Beaucoup de bons romans de SFFF donnent lieu à des adaptations cinématographiques. Pour les lecteurs/spectateurs, cette situation donne lieu à tout un tas d’épineuses questions : quels sont les atouts du bouquin ? et ceux de son adaptation ? quand on a lu le roman, regarder le film en vaut-il la peine ? ou bien va-t-on faire une crise cardiaque en découvrant qu’un des personnages secondaires a été rayé de l’intrigue et que la fière guerrière a été transformée en cruche énamourée ? Pour vous, Futur Conditionnel mène l’enquête.

Penchons-nous aujourd’hui sur le cas de la Stratégie Ender, qui est à la fois un roman écrit par Orson Scott Card, paru en 1985, et un film de 2013 de Gavin Hood.

L’intrigue

Des doryphores venus de l’espace ont failli exterminer la race humaine il y a cinquante ans. Depuis, un programme de formation sélectionne les jeunes esprits les plus talentueux pour les entraîner à les combattre. Leur mission finale : exterminer les doryphores.

Ender, le héros, est choisi pour faire partie du programme. Ce n’est pas n’importe quelle recrue : il est censé être celui qui mènera tous les autres à la victoire… Mais réussira-t-il à garder son humanité ?

La guerre des qualités

  • Le livre 

Les éléments de l’histoire sont très classiques en SF (guerre spatiale, un jeune garçon sauveur de l’humanité…), mais ils sont traités avec une profondeur qui évite de s’enliser dans des stéréotypes lassants. Derrière le roman d’aventures et de formation se cachent des interrogations très actuelles : une guerre de riposte a-t-elle un sens ? La fin justifie-t-elle les moyens ?

Le roman est bien rythmé et les étapes de l’intrigue s’enchaînent sans temps mort.
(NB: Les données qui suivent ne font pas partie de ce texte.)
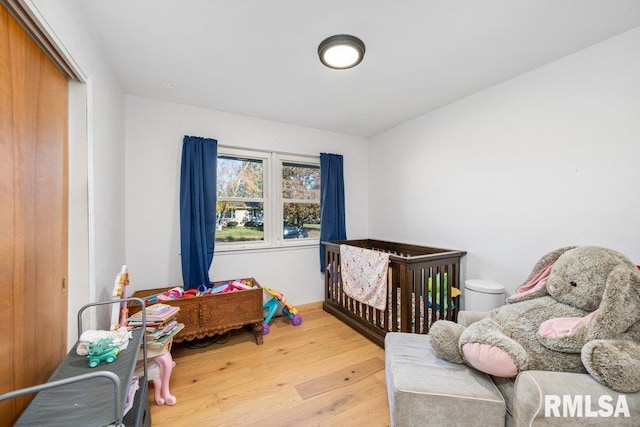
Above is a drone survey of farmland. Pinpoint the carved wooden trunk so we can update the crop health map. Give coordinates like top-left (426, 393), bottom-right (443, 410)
top-left (129, 278), bottom-right (264, 344)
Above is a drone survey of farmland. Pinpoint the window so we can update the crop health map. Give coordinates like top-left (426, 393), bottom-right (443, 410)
top-left (282, 162), bottom-right (320, 239)
top-left (216, 146), bottom-right (320, 251)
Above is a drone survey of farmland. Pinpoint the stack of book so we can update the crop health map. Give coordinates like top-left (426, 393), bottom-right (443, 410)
top-left (127, 303), bottom-right (184, 354)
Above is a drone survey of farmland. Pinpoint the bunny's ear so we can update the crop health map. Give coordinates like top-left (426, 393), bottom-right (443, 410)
top-left (587, 263), bottom-right (640, 340)
top-left (507, 246), bottom-right (575, 303)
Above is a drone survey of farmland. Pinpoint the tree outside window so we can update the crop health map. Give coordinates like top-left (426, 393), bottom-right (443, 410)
top-left (216, 147), bottom-right (320, 250)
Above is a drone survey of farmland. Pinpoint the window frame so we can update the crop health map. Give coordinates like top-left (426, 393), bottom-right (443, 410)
top-left (214, 145), bottom-right (320, 253)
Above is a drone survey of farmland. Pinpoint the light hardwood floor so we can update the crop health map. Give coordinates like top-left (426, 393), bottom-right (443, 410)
top-left (149, 303), bottom-right (389, 427)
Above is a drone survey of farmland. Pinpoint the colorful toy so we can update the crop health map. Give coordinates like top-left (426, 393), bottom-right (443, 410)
top-left (87, 338), bottom-right (120, 368)
top-left (262, 286), bottom-right (302, 335)
top-left (421, 273), bottom-right (462, 310)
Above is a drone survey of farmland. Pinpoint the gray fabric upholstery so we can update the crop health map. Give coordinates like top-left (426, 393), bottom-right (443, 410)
top-left (385, 333), bottom-right (506, 427)
top-left (513, 371), bottom-right (640, 426)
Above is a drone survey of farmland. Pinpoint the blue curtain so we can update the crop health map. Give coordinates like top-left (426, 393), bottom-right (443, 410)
top-left (320, 153), bottom-right (347, 271)
top-left (180, 136), bottom-right (218, 290)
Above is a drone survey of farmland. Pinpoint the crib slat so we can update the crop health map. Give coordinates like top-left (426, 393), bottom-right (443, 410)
top-left (322, 240), bottom-right (465, 346)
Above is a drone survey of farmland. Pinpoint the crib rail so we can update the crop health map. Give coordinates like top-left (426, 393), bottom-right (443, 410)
top-left (322, 239), bottom-right (465, 346)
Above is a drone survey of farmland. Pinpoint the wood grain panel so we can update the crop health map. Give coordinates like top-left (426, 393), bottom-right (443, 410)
top-left (0, 7), bottom-right (68, 420)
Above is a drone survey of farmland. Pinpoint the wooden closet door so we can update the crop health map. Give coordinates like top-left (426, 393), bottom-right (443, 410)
top-left (0, 6), bottom-right (68, 424)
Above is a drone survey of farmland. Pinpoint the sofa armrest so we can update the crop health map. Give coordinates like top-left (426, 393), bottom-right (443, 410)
top-left (513, 371), bottom-right (640, 426)
top-left (458, 310), bottom-right (489, 327)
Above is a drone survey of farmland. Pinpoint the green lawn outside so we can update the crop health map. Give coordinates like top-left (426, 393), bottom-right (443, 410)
top-left (216, 224), bottom-right (320, 242)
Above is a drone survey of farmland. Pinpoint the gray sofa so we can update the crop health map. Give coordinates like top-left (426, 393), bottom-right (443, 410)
top-left (385, 311), bottom-right (640, 427)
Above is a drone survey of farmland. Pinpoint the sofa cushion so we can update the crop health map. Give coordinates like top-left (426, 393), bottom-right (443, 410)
top-left (513, 371), bottom-right (640, 426)
top-left (385, 332), bottom-right (506, 426)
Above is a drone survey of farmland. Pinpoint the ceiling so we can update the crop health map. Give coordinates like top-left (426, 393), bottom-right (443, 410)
top-left (77, 0), bottom-right (640, 136)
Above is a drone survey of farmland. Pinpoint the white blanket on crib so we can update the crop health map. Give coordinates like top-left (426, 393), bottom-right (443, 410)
top-left (340, 245), bottom-right (389, 310)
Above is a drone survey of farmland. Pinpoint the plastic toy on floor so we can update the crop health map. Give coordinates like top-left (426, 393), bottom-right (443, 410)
top-left (262, 286), bottom-right (302, 335)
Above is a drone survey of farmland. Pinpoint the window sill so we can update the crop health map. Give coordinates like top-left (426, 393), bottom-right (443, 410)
top-left (214, 240), bottom-right (320, 256)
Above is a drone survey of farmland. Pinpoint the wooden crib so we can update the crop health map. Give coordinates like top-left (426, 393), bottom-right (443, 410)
top-left (322, 239), bottom-right (466, 347)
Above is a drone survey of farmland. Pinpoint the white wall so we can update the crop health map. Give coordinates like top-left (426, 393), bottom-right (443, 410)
top-left (27, 0), bottom-right (125, 346)
top-left (369, 28), bottom-right (640, 293)
top-left (125, 95), bottom-right (368, 304)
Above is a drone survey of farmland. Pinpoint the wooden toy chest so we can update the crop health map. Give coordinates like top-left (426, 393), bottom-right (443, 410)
top-left (129, 278), bottom-right (264, 344)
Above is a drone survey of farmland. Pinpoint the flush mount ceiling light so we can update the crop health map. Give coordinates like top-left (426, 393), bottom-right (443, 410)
top-left (318, 34), bottom-right (365, 70)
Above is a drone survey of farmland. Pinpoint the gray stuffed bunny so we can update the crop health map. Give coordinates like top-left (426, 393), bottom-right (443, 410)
top-left (429, 246), bottom-right (640, 392)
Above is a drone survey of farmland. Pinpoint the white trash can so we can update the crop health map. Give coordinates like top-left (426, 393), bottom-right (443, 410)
top-left (464, 279), bottom-right (505, 311)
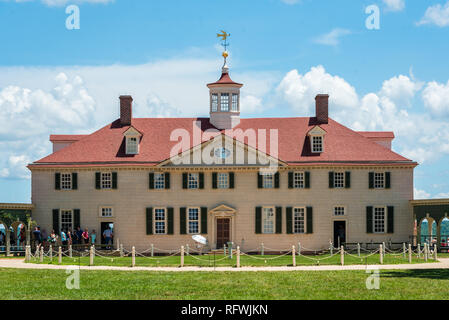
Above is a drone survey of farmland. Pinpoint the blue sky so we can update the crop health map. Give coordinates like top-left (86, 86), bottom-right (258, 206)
top-left (0, 0), bottom-right (449, 202)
Les scènes de bataille sont décrites avec précision et on vibre avec Ender et son équipe.

L’intrigue secondaire centrée sur le frère et la sœur d’Ender, Peter et Valentine, permet au roman de gagner en profondeur en abordant un thème moins épique mais crucial : la guerre de l’information.

Cerise sur le gâteau : la fin du roman est à la fois délicate et intelligente.

  • Le film

La mise en image est très réussie et fidèle au roman : le contraste entre la Terre et la station spatiale est bien construit. J’ai adoré le fait de voir la salle d’entraînement, le vaisseau, le jeu vidéo d’Ender… Harrison Ford est convaincant en colonel Graff et le jeune acteur qui interprète Ender, Asa Butterfield, fait le job. Les scènes de combat sont bien filmées et vont à l’essentiel – pas de bataille qui dure quinze minutes et c’est tant mieux !

L’intrigue (centrée exclusivement sur Ender) est elle aussi très fidèle au livre : pas de mauvaise surprise !

Le combat des défauts

  • Le livre

Le classicisme du roman est plaisant, mais son côté très léché peut agacer : l’auteur n’a pris aucun risque en matière de style d’écriture et, au fond, l’intrigue ne révèle pas de réelle surprise. J’ai personnellement eu envie de hurler au moment de l’explication sur la raison pour laquelle les filles étaient minoritaires dans les recrues du programme de formation.

  • Le film

L’intrigue est centrée exclusivement sur Ender et la partie du roman concernant Peter et Valentine est laissée de côté : dommage, cela fait perdre en profondeur et renforce encore le classicisme de l’intrigue, qui devient une histoire somme toute assez banale de lutte contre des envahisseurs spatiaux.

La fin est un peu bâclée – et là encore déséquilibrée par l’absence de référence à Peter et Valentine.

Les déclarations d’amitié entre Ender et ses coéquipiers, émouvantes dans le roman, confinent parfois à la niaiserie dans le film et les dialogues sont taillés à la hache.

Verdict ?

Paradoxalement, je pense que le film a plus d’intérêt si on a déjà lu le livre que dans le cas où l’on découvre totalement l’histoire. Un lecteur du roman aura le plaisir de voir des éléments de l’univers mis en image et complètera l’intrigue là où elle a besoin de l’être. Au contraire, un novice risque de rester un peu sur sa faim.

Conclusion : si on a lu le livre, on peut regarder le film un soir de pluie. Si ce n’est pas votre cas,  passez votre chemin : vous pouvez trouver mieux.

La prochaine fois, on étudiera le cas de La Guerre des mondes.